Lotte's eyes stung with tears of anger. "Why didn't he contact me?"

"Always assume there's a reason with him," the woman said. She was already in Lotte's bedroom. "Because there always is."

Lotte couldn't move an inch from the front door. "He really isn't coming back?" she asked in a small voice.

Mrs. Herbert stuck her head out of Lotte's room. She was wearing a cool grin. "He always comes back. You can rely on it."

Lotte edged towards her room. Mrs. Herbert was neatly arranging books into the first box. "Who are you?"

"I'm Mrs. Herbert, I told you."

"And where did we meet before?"

"Oh, you wouldn't remember it." The box was already full. She pulled a roll of tape out of her handbag. "You were such a lovely little girl when we met for the first time. I was about to take you home from that awful place..."

Lotte gasped. She did remember.
"That terrible woman who ran the orphanage," Mrs. Herbert continued. "Wouldn't allow me to have you without a fight. She was furious that I wanted you and not any of the other children. I returned the next day with my lawyers, but you were gone and no one, not even he, could find you."

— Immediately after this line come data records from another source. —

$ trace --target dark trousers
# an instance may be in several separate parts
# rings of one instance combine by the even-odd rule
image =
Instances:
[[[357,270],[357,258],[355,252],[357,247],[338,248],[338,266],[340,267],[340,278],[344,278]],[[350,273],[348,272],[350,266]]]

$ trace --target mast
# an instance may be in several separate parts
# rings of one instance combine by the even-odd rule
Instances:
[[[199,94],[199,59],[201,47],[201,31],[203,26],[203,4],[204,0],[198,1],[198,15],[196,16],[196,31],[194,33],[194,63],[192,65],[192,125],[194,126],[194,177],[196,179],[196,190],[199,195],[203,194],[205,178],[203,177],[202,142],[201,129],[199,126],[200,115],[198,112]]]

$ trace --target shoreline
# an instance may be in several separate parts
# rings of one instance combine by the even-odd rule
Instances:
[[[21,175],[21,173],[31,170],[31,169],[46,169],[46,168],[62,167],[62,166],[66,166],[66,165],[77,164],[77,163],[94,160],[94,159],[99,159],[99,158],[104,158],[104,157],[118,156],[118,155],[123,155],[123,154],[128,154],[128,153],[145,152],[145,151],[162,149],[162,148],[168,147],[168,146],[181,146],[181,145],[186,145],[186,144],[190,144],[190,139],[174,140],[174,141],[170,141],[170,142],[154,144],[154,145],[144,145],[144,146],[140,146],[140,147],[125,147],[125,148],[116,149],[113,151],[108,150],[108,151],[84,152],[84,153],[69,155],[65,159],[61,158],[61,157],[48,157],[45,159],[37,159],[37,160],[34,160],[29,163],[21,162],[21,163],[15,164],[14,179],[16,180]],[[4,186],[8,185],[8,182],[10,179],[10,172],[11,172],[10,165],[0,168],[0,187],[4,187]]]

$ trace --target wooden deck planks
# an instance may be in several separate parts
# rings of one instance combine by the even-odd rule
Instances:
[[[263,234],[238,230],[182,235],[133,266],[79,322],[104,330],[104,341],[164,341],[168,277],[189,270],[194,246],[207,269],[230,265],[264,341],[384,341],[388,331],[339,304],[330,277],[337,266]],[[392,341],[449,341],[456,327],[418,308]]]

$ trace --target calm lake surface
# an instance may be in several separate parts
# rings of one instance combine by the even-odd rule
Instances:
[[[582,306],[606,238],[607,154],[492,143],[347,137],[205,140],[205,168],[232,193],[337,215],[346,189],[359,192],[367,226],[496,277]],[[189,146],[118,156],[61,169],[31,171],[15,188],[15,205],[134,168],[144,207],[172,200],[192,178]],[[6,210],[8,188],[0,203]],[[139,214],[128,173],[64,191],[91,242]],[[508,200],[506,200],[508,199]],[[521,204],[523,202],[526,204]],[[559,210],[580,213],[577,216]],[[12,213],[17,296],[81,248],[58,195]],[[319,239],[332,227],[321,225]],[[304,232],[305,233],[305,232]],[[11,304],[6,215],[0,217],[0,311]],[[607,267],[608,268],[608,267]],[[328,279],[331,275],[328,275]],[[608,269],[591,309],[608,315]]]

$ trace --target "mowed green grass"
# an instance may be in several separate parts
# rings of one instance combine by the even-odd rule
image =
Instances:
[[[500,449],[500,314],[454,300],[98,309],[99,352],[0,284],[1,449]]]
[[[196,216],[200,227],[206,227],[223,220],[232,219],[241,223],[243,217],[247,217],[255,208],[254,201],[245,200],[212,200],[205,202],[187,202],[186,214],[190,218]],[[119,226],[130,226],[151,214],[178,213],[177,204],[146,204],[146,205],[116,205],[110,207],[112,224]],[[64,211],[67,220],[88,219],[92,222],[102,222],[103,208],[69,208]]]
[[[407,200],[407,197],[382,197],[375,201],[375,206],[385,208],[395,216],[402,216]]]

Lotte blinked several times. It was a lot to take in and for some reason her tears wanted to fall. "He was looking for me?"

"He was furious with that woman," Mrs. Herbert said. "The House Mistress. I think he did something to her, I'm not sure. You don't stay in the same room with an angry elf."

"Are you his girlfriend?" Lotte asked. At fourteen, she knew better than to ask such questions bluntly, but the part of her brain that was angry wanted to say the unspeakable.

But Mrs. Herbert only laughed. "With him?" She shook her head, covering her mouth as she giggled. "Oh goodness me. What a thought."

"Why? Because he's an elf?"

Mrs. Herbert started filling the second box with Lotte's brushes. "Oh, no. There was a time in my life I dreamt about romancing an elf. They're lovely, aren't they? I'd never consider him because he's so old. I'm not sure exactly how old he is, but he knew my grandmother when she was a baby and even then, he was hundreds of years old."

"Do you know his name?" Lotte asked.

Mrs. Herbert shook her head. "He's a bit strange about names. But so are you, aren't you, Lotte?"